Dernière mise à jour à 11h17 le 18/02
Un dirigeant d'une entreprise majeure se trouve aujourd'hui en prison, accusé d'avoir participé à un scandale de corruption qui pourrait renverser le plus haut dirigeant d'un pays. Dans la plupart des endroits, cette image alimenterait probablement une campagne de nettoyage des liens incestueux entre les entreprises et le gouvernement. Cette situation se passe aujourd'hui en Corée du Sud - mais les perspectives d'un grand ménage regard incertaines. L'arrestation sans précédent vendredi du leader de facto de Samsung, la plus grande entreprise dans le pays, a souligné une fois de plus l'influence politique démesurée des plus grandes entreprises familiales en Corée du Sud. Ceux qui critiquent leur pouvoir ont en revanche applaudi l'arrestation de Lee Jae-yong, vice-président de Samsung, la qualifiant d'étape importante vers la lutte contre cette autorité.

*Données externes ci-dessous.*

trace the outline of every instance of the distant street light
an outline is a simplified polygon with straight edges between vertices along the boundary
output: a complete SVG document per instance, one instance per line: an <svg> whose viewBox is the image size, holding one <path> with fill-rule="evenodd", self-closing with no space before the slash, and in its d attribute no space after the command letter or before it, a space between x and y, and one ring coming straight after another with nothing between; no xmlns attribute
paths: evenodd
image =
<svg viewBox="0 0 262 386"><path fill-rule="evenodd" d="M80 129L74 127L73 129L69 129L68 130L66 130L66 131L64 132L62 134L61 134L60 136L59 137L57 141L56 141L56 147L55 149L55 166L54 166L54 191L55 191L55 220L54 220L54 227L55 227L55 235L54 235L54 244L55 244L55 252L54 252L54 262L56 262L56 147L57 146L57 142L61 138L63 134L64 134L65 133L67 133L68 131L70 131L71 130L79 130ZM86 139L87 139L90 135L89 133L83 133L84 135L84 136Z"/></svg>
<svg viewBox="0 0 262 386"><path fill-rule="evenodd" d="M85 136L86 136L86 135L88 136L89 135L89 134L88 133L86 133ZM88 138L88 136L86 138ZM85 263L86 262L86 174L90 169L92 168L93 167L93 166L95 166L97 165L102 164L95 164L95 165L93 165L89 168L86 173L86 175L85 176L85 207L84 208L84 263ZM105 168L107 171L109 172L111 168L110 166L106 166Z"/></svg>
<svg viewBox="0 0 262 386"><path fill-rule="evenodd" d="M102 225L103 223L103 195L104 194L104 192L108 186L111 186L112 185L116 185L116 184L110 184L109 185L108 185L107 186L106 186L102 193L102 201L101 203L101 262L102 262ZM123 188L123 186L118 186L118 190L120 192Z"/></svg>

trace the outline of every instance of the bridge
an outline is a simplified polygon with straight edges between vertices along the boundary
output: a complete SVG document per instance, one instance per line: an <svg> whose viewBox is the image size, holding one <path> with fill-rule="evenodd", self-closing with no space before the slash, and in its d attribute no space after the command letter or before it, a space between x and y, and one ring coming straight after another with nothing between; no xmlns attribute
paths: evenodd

D'autres craignent cependant que cette arrestation ne conduise pas nécessairement à des changements radicaux, soutenant que la Corée du Sud doit lutter contre la corruption et réformer son économie. L'arrestation est « juste le début », a déclaré Sim Sang-jeung, un député de l'opposition qui a fait campagne pour la transparence dans les plus grandes entreprises. Elle a mis en garde contre une tendance régnant au sein des organismes d'application de la loi pour traiter les grands chefs d'entreprise avec des gants. « Nous avons besoin de voir si les procureurs demandent une sentence digne de ses crimes et s'il est reconnu coupable d'une telle peine », a déclaré Mme Sim. « C'est seulement quand il aura purgé une longue peine que les gens croiront que la loi est vivante dans leur pays ». L'affaire soulève également des questions sur le sort de Samsung, une grande entreprise dont la branche électronique représente à elle seule un cinquième des exportations de la Corée du Sud.
La Corée du Sud est confrontée à un équilibre précaire. Pendant des décennies, sa croissance a été alimentée par des sociétés comme Samsung, l'un d'un groupe de conglomérats familiaux appelés chaebol. Les chaebol sont maintenant solidement ancrés dans l'économie du pays, les 10 plus grands générant des revenus dépassant 80% du produit intérieur brut de la Corée du Sud. Les groupes d'affaires avertissent que perturber les chaebol pourrait nuire à l'économie. « Nous sommes choqués et profondément inquiets », a déclaré la Fédération des employeurs de Corée, un lobby pro-business, dans une déclaration à propos de l'arrestation. « Samsung est une entreprise de taille mondiale qui représente la Corée du Sud, et nous craignons que le vide dans sa gestion pèse lourdement sur l'économie à cause de l'incertitude croissante et mette à mal sa crédibilité internationale ». Mais la puissance des chaebol fait face à une colère croissante du public sur sa perception de la corruption et du favoritisme. De fait, parmi les 10 plus grands chaebol, 6 de leurs dirigeants ont été reconnus coupables de crimes en col blanc. Beaucoup ont été graciés ou ont vu leur peine suspendue ou réduite.
Reflétant l'humeur du public, le parti au pouvoir -et généralement pro-busines – le Parti Coréen de la Liberté Parti a déclaré qu'il respectait la décision de la justice d'arrêter M. Lee et a déclaré « regretter que les gens aient été à nouveau déçus par la collusion profonde entre la politique et les affaires ». M. Lee est accusé de corruption, de détournement de fonds et de parjure dans le cadre d'une enquête sur une confidente de la Présidente du pays, Park Geun-hye, qui fait maintenant face à une destitution. Samsung a dit M. Lee travaillera à effacer son nom au tribunal. La police a arrêté M. Lee et l'a placé en garde à vue, un geste sans précédent pour un haut responsable de Samsung. Mais en termes d'accusations d'actes répréhensibles contre un haut dirigeant, ce n'est pas une première pour Samsung. Le père de M. Lee, Lee Kun-hee, président de Samsung, fut en effet par deux fois reconnu coupable de corruption et d'évasion fiscale. Pourtant, il n'a jamais passé la moindre journée en prison. Aujourd'hui, selon les critiques des chaebol, le sort du jeune Lee sera un test de la jeune démocratie et du système judiciaire de la Corée du Sud. Ce sera également un test pour Samsung. Pour la première fois de son histoire de 79 ans, la société se retrouve sans leader. Lee Jae-yong parti, il n'y a aucun haut dirigeant pour élaborer des plans à long terme et prendre des décisions stratégiques, reflétant la sclérose et l'archaïsme des chaebol que tant de Sud-coréens dénoncent.